Vulnerabilities are going to come up, absolutely. Unless you believe that the older version is somehow 100% bug free and vulnerability free just by virtue of it being old. Being old doesn’t grant it any magic powers.
What’s old now is what was bleeding edge years ago - it hasn’t been updated (otherwise it wouldn’t be old), it has just gotten older.
And the problem with keeping old versions around is that when (not if) someone does discover a vulnerability, what are you going to do then?
If your answer is “we’ll patch it then”, then that’s not going to be an old version anymore, is it?
If your answer is “I guarantee it will 100% never have any vulnerabilities ever and so it will never need to be updated”, I don’t think we’re living in the same reality.
You leave out that even if software A itself doesn't change
1. The OS and hardware under it can change and lead to new vulnerabilities.
2. Dependencies of Software A can change, which can lead to new vulnerabilities in Software A.
3. It's easier to find more and more vulnerabilities on a target that does no longer move. And once they are found there will be fewer experts to detect/fix/report it as time goes on.
There was some recent news about a vulnerability in pkexec that's been around for 12 years. Who knows what Python 2 exploits are still undiscovered in a similar manner? Since it's no longer actively supported, attackers have all the time they want to find those problems.
Why is this so downvoted? I really missed the days of python 2.7, I spent far less time debugging breaking version changes and spent more time on my actual work.

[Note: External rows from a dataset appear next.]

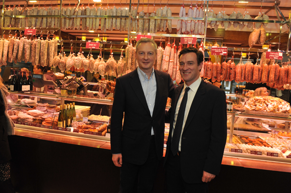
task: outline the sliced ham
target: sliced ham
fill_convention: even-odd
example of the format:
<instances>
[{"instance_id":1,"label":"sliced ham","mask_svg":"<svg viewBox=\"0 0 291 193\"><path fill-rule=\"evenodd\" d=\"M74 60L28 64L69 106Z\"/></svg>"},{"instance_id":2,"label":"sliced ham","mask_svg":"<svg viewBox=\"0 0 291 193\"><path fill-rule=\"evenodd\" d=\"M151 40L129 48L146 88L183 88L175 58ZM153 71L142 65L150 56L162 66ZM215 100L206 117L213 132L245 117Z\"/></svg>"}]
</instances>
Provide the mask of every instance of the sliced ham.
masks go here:
<instances>
[{"instance_id":1,"label":"sliced ham","mask_svg":"<svg viewBox=\"0 0 291 193\"><path fill-rule=\"evenodd\" d=\"M47 110L47 108L46 106L37 106L36 109L40 111L46 111Z\"/></svg>"},{"instance_id":2,"label":"sliced ham","mask_svg":"<svg viewBox=\"0 0 291 193\"><path fill-rule=\"evenodd\" d=\"M39 110L29 110L28 112L27 112L27 114L34 116L41 116L45 114L44 112Z\"/></svg>"},{"instance_id":3,"label":"sliced ham","mask_svg":"<svg viewBox=\"0 0 291 193\"><path fill-rule=\"evenodd\" d=\"M48 106L48 103L37 103L37 105L39 106Z\"/></svg>"}]
</instances>

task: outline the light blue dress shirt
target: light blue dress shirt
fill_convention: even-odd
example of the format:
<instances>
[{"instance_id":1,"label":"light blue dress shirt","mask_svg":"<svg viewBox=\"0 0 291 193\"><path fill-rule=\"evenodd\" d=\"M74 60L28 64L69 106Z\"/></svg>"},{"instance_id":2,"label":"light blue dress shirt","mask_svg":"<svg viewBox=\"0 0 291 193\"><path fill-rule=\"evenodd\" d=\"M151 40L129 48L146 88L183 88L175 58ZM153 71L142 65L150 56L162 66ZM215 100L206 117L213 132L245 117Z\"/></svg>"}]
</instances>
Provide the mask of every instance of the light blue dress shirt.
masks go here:
<instances>
[{"instance_id":1,"label":"light blue dress shirt","mask_svg":"<svg viewBox=\"0 0 291 193\"><path fill-rule=\"evenodd\" d=\"M157 82L154 68L153 68L153 72L151 74L150 78L139 67L137 67L137 74L142 87L144 96L145 96L147 104L151 112L151 116L153 116L153 112L154 112L155 102L156 101L156 94L157 92ZM154 134L154 129L152 128L152 135Z\"/></svg>"}]
</instances>

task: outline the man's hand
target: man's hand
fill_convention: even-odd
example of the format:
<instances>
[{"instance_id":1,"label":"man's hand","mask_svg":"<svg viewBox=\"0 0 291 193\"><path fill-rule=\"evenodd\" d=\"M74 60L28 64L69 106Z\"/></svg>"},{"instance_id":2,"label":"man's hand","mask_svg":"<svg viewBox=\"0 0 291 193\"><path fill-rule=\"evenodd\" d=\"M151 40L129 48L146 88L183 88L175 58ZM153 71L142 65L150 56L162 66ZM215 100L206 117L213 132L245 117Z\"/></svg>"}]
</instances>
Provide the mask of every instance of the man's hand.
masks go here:
<instances>
[{"instance_id":1,"label":"man's hand","mask_svg":"<svg viewBox=\"0 0 291 193\"><path fill-rule=\"evenodd\" d=\"M122 164L122 156L121 154L112 154L112 162L115 166L121 167Z\"/></svg>"},{"instance_id":2,"label":"man's hand","mask_svg":"<svg viewBox=\"0 0 291 193\"><path fill-rule=\"evenodd\" d=\"M209 182L215 178L215 175L203 171L203 176L202 176L202 182Z\"/></svg>"}]
</instances>

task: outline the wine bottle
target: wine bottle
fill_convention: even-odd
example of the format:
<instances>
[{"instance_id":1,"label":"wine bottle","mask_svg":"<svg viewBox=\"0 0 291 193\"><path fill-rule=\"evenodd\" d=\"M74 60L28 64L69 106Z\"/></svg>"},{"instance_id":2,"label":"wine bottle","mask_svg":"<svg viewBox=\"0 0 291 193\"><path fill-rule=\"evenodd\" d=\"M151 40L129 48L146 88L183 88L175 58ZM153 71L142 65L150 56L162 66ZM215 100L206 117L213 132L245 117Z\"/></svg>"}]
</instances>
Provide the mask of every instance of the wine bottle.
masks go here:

For security critical work, like web services, it makes more sense to constantly upgrade to the newest version. But for scientific work, which is a huge audience of python users, who often use obscure poorly supported libraries there is a lot of value in a stable foundation.
> I really missed the days of python 2.7, I spent far less time debugging breaking version changes and spent more time on my actual work.

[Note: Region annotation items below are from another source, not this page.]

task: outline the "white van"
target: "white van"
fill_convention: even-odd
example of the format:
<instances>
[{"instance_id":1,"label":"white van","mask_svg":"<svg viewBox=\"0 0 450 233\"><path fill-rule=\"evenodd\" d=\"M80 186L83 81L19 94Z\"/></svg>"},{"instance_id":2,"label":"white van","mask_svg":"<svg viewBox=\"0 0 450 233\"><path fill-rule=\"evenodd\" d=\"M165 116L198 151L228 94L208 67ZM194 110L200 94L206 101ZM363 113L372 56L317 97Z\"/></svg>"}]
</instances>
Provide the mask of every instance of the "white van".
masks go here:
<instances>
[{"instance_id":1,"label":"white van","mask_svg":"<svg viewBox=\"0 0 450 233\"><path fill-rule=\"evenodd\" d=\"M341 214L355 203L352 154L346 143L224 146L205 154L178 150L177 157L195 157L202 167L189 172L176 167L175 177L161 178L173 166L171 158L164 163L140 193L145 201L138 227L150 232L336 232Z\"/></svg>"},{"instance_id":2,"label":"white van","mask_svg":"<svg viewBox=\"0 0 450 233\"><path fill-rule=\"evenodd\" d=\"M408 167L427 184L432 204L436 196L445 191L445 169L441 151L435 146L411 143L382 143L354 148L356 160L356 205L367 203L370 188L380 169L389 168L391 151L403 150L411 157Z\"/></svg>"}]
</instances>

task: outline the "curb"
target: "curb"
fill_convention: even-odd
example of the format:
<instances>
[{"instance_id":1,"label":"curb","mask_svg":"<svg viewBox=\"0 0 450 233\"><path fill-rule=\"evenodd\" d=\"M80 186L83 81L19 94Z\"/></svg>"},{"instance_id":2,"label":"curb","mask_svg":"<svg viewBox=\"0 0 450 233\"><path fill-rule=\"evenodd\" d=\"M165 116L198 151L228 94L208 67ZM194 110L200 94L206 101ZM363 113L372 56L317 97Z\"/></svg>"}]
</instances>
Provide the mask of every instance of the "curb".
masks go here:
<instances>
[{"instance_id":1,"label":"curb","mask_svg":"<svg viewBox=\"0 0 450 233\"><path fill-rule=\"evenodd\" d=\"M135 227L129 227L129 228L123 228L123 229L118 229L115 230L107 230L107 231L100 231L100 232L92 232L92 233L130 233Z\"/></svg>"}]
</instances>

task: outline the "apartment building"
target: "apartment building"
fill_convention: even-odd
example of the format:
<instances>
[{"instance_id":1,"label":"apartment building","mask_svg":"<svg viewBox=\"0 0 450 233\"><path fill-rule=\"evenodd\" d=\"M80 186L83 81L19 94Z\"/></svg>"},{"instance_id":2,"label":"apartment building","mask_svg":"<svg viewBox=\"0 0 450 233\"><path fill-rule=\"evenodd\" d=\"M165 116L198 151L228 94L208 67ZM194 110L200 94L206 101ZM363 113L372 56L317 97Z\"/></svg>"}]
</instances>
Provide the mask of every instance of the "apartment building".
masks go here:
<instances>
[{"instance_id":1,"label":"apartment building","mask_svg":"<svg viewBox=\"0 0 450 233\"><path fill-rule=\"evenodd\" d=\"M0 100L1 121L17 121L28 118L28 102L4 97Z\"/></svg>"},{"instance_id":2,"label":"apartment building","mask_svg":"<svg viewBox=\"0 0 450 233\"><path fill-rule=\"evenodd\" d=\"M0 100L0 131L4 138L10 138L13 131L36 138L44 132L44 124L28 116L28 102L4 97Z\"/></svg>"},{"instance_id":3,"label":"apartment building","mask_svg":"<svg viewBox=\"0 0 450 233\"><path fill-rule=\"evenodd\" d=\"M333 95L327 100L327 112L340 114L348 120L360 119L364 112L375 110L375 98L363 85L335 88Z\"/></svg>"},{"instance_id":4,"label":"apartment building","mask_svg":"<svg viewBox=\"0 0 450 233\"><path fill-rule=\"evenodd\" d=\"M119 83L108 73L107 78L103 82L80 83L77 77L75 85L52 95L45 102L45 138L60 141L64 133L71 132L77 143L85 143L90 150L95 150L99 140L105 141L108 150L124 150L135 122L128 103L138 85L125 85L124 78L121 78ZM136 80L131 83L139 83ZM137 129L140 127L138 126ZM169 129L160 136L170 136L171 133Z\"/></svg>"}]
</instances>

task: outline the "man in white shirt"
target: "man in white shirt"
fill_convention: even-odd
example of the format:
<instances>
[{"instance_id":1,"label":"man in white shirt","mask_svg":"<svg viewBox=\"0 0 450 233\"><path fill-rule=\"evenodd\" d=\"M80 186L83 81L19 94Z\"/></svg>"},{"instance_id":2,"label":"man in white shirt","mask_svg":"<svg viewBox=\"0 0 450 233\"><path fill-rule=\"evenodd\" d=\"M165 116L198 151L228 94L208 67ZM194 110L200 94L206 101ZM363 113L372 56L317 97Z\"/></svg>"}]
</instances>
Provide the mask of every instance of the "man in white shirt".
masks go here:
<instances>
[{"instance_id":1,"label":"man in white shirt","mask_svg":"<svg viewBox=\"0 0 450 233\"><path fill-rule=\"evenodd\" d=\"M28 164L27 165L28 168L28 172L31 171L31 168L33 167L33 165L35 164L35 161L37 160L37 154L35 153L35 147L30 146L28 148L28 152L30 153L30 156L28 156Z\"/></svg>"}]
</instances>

This has been the Python 3 experience for years. If you had lots of previously ignored bugs in your Python 2 around string handling, it took longer but on a clean codebase it was often only a matter of minutes.
And yet just the other day on the python 3.10 migration in arch stuff broke and I wasted a good day hunting the error down. The solution was installing python 3.6, which should hopefully work for a year or two until THAT is left unsupported.
Kind of like how various Python 2 releases broke stuff and required time to fix? It's easy to forget that if it wasn't memorable but, for example, I remember the specific 2.7.9 release for that reason.
Old software isn't inherently more risky.